至此对于 pod resource 中 store 的构建基本分析完成,不同 resource 对应一个 REST 对象,其中又引用了 genericregistry.Store 对象,最终是对 genericregistry.Store 的初始化。在分析完 store 的初始化后还有一个重要的步骤就是路由的注册,路由注册主要的流程是为 resource 根据不同 verbs 构建 http path 以及将 path 与对应 handler 进行绑定。

路由注册

上文 RESTStorage 的构建对应的是 InstallLegacyAPI 中的 legacyRESTStorageProvider.NewLegacyRESTStorage 方法,下面继续分析 InstallLegacyAPI 中的 m.GenericAPIServer.InstallLegacyAPIGroup 方法的实现。

k8s.io/kubernetes/pkg/master/master.go:406
func (m *Master) InstallLegacyAPI(......) error {
    legacyRESTStorage, apiGroupInfo, err := legacyRESTStorageProvider.NewLegacyRESTStorage(restOptionsGetter)
    if err != nil {
        return fmt.Errorf("Error building core storage: %v", err)
    }
    ......

    if err := m.GenericAPIServer.InstallLegacyAPIGroup(genericapiserver.DefaultLegacyAPIPrefix, &apiGroupInfo); err != nil {
        return fmt.Errorf("Error in registering group versions: %v", err)
    }
    return nil
}

m.GenericAPIServer.InstallLegacyAPIGroup 的调用链非常深,最终是为 Group 下每一个 API resources 注册 handler 及路由信息,其调用链为:m.GenericAPIServer.InstallLegacyAPIGroup --> s.installAPIResources --> apiGroupVersion.InstallREST --> installer.Install --> a.registerResourceHandlers。其中几个方法的作用如下所示:

  • s.installAPIResources:为每一个 API resource 调用 apiGroupVersion.InstallREST 添加路由;
  • apiGroupVersion.InstallREST:将 restful.WebServic 对象添加到 container 中;
  • installer.Install:返回最终的 restful.WebService 对象
a.registerResourceHandlers

该方法实现了 rest.Storagerestful.Route 的转换,其首先会判断 API Resource 所支持的 REST 接口,然后为 REST 接口添加对应的 handler,最后将其注册到路由中。

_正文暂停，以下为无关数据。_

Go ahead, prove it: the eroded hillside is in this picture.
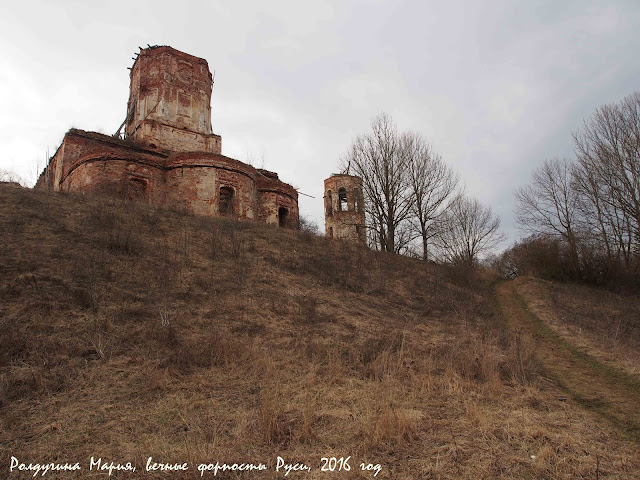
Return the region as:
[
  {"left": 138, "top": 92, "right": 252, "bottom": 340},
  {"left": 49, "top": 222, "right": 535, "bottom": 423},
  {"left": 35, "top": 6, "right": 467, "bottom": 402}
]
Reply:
[{"left": 0, "top": 185, "right": 640, "bottom": 479}]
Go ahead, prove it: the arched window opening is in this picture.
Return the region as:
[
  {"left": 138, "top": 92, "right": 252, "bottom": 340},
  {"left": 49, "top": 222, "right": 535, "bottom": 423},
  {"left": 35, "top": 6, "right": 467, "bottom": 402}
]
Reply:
[
  {"left": 278, "top": 207, "right": 289, "bottom": 228},
  {"left": 338, "top": 188, "right": 349, "bottom": 212},
  {"left": 353, "top": 188, "right": 362, "bottom": 212},
  {"left": 218, "top": 187, "right": 234, "bottom": 215}
]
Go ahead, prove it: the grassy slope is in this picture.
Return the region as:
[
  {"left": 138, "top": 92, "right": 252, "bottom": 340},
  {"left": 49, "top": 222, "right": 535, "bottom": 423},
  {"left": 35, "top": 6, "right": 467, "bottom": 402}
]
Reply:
[{"left": 0, "top": 184, "right": 640, "bottom": 479}]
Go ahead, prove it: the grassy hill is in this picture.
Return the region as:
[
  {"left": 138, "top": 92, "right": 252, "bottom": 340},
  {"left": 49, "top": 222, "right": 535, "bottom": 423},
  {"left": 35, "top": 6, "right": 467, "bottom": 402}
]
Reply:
[{"left": 0, "top": 184, "right": 640, "bottom": 479}]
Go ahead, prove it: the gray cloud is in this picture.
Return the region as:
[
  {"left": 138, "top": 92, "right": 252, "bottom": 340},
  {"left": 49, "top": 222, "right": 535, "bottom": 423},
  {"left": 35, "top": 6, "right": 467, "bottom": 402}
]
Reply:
[{"left": 0, "top": 1, "right": 640, "bottom": 246}]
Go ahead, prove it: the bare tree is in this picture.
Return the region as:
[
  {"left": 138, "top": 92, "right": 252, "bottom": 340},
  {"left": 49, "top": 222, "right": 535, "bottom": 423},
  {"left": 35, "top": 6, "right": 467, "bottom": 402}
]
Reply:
[
  {"left": 434, "top": 196, "right": 505, "bottom": 266},
  {"left": 341, "top": 113, "right": 411, "bottom": 253},
  {"left": 402, "top": 133, "right": 459, "bottom": 260},
  {"left": 574, "top": 92, "right": 640, "bottom": 266},
  {"left": 516, "top": 159, "right": 579, "bottom": 271}
]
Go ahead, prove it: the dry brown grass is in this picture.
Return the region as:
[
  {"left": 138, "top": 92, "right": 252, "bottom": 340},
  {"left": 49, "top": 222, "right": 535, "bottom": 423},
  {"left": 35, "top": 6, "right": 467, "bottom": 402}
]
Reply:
[
  {"left": 517, "top": 278, "right": 640, "bottom": 380},
  {"left": 0, "top": 186, "right": 640, "bottom": 479}
]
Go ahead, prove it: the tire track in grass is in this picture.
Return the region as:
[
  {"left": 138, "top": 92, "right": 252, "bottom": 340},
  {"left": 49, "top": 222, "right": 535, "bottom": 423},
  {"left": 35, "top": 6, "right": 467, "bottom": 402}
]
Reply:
[{"left": 494, "top": 281, "right": 640, "bottom": 444}]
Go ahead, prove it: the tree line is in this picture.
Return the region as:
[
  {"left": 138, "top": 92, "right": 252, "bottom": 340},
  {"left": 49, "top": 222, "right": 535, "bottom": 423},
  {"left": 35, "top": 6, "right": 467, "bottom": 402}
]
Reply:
[
  {"left": 340, "top": 113, "right": 503, "bottom": 265},
  {"left": 500, "top": 92, "right": 640, "bottom": 282}
]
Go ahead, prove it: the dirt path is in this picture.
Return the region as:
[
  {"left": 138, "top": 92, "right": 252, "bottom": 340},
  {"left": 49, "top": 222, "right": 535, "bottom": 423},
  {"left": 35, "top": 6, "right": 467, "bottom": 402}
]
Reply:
[{"left": 495, "top": 281, "right": 640, "bottom": 444}]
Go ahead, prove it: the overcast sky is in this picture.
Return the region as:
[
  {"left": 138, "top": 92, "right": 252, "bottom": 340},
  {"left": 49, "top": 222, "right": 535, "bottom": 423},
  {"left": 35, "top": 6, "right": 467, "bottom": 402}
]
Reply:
[{"left": 0, "top": 0, "right": 640, "bottom": 246}]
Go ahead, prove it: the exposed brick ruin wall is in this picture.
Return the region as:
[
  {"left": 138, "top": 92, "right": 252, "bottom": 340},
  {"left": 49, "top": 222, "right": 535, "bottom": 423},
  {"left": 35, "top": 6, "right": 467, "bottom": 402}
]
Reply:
[
  {"left": 324, "top": 174, "right": 366, "bottom": 244},
  {"left": 36, "top": 47, "right": 299, "bottom": 227}
]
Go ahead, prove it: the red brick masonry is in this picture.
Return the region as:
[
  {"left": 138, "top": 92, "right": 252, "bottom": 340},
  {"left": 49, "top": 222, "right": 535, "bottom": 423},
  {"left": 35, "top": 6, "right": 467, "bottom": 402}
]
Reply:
[{"left": 36, "top": 46, "right": 298, "bottom": 227}]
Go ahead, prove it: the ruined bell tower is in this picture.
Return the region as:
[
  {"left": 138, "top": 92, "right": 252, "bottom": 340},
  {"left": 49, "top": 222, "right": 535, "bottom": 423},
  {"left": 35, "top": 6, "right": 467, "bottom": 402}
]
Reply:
[
  {"left": 324, "top": 174, "right": 367, "bottom": 244},
  {"left": 125, "top": 46, "right": 221, "bottom": 153}
]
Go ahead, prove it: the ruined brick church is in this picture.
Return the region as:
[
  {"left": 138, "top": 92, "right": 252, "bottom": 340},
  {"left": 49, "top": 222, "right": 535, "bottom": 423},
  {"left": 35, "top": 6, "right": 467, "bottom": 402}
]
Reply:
[{"left": 36, "top": 46, "right": 298, "bottom": 227}]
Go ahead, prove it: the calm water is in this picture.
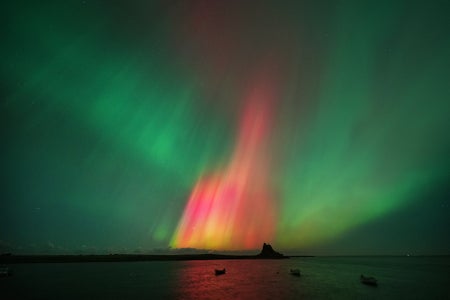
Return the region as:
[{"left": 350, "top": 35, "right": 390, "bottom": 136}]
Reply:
[{"left": 0, "top": 257, "right": 450, "bottom": 299}]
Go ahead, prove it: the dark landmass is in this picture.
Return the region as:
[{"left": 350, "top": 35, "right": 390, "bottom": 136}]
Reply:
[{"left": 0, "top": 243, "right": 289, "bottom": 264}]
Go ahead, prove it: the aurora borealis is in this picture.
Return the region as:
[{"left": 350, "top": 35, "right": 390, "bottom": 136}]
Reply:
[{"left": 0, "top": 0, "right": 450, "bottom": 254}]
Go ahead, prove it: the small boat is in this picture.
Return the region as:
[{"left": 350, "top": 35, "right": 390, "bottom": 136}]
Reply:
[
  {"left": 214, "top": 268, "right": 226, "bottom": 275},
  {"left": 0, "top": 267, "right": 12, "bottom": 277},
  {"left": 360, "top": 274, "right": 378, "bottom": 286}
]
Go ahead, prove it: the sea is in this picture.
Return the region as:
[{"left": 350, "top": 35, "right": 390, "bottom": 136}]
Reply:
[{"left": 0, "top": 256, "right": 450, "bottom": 300}]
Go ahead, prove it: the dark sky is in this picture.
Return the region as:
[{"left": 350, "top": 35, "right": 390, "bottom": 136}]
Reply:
[{"left": 0, "top": 0, "right": 450, "bottom": 254}]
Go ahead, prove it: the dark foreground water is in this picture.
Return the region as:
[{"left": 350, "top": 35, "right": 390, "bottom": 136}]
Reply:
[{"left": 0, "top": 257, "right": 450, "bottom": 299}]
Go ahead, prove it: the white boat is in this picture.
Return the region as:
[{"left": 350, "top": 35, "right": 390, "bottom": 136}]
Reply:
[{"left": 360, "top": 274, "right": 378, "bottom": 286}]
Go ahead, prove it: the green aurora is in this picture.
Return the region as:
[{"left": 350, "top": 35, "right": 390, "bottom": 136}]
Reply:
[{"left": 0, "top": 0, "right": 450, "bottom": 254}]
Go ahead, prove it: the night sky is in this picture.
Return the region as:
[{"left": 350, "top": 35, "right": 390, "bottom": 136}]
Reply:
[{"left": 0, "top": 0, "right": 450, "bottom": 255}]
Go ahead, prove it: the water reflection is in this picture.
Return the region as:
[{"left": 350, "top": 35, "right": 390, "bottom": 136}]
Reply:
[{"left": 176, "top": 260, "right": 300, "bottom": 299}]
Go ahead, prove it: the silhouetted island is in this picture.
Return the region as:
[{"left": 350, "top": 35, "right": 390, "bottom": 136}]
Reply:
[{"left": 0, "top": 243, "right": 289, "bottom": 264}]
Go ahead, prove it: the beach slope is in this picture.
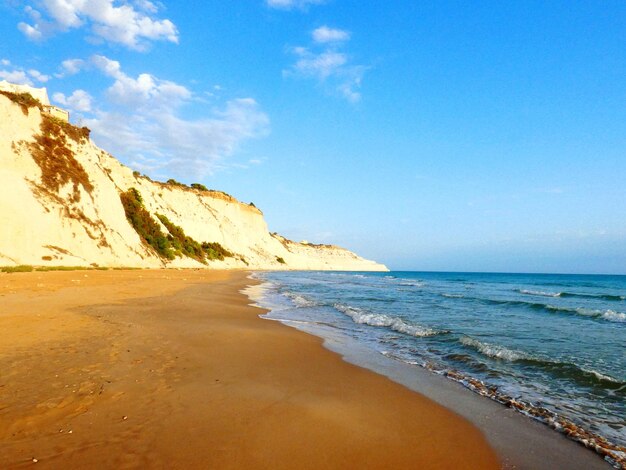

k8s.io/kubernetes/staging/src/k8s.io/apiserver/pkg/endpoints/installer.go:181
func (a *APIInstaller) registerResourceHandlers(path string, storage rest.Storage, ws *restful.WebService) (*metav1.APIResource, error) {       
    admit := a.group.Admit

    ......
   
    // 1、判断该 resource 实现了哪些 REST 操作接口,以此来判断其支持的 verbs 以便为其添加路由
    creater, isCreater := storage.(rest.Creater)
    namedCreater, isNamedCreater := storage.(rest.NamedCreater)
    lister, isLister := storage.(rest.Lister)
    getter, isGetter := storage.(rest.Getter)
    getterWithOptions, isGetterWithOptions := storage.(rest.GetterWithOptions)
    gracefulDeleter, isGracefulDeleter := storage.(rest.GracefulDeleter)
    collectionDeleter, isCollectionDeleter := storage.(rest.CollectionDeleter)
    updater, isUpdater := storage.(rest.Updater)
    patcher, isPatcher := storage.(rest.Patcher)
    watcher, isWatcher := storage.(rest.Watcher)
    connecter, isConnecter := storage.(rest.Connecter)
    storageMeta, isMetadata := storage.(rest.StorageMetadata)
    storageVersionProvider, isStorageVersionProvider := storage.(rest.StorageVersionProvider)
    if !isMetadata {
        storageMeta = defaultStorageMetadata{}
    }
    exporter, isExporter := storage.(rest.Exporter)
    if !isExporter {
        exporter = nil
    }

    ......
    
    // 2、为 resource 添加对应的 actions 并根据是否支持 namespace 
    switch {
    case !namespaceScoped:
        ......

        actions = appendIf(actions, action{"LIST", resourcePath, resourceParams, namer, false}, isLister)
        actions = appendIf(actions, action{"POST", resourcePath, resourceParams, namer, false}, isCreater)
        actions = appendIf(actions, action{"DELETECOLLECTION", resourcePath, resourceParams, namer, false}, isCollectionDeleter)
        actions = appendIf(actions, action{"WATCHLIST", "watch/" + resourcePath, resourceParams, namer, false}, allowWatchList)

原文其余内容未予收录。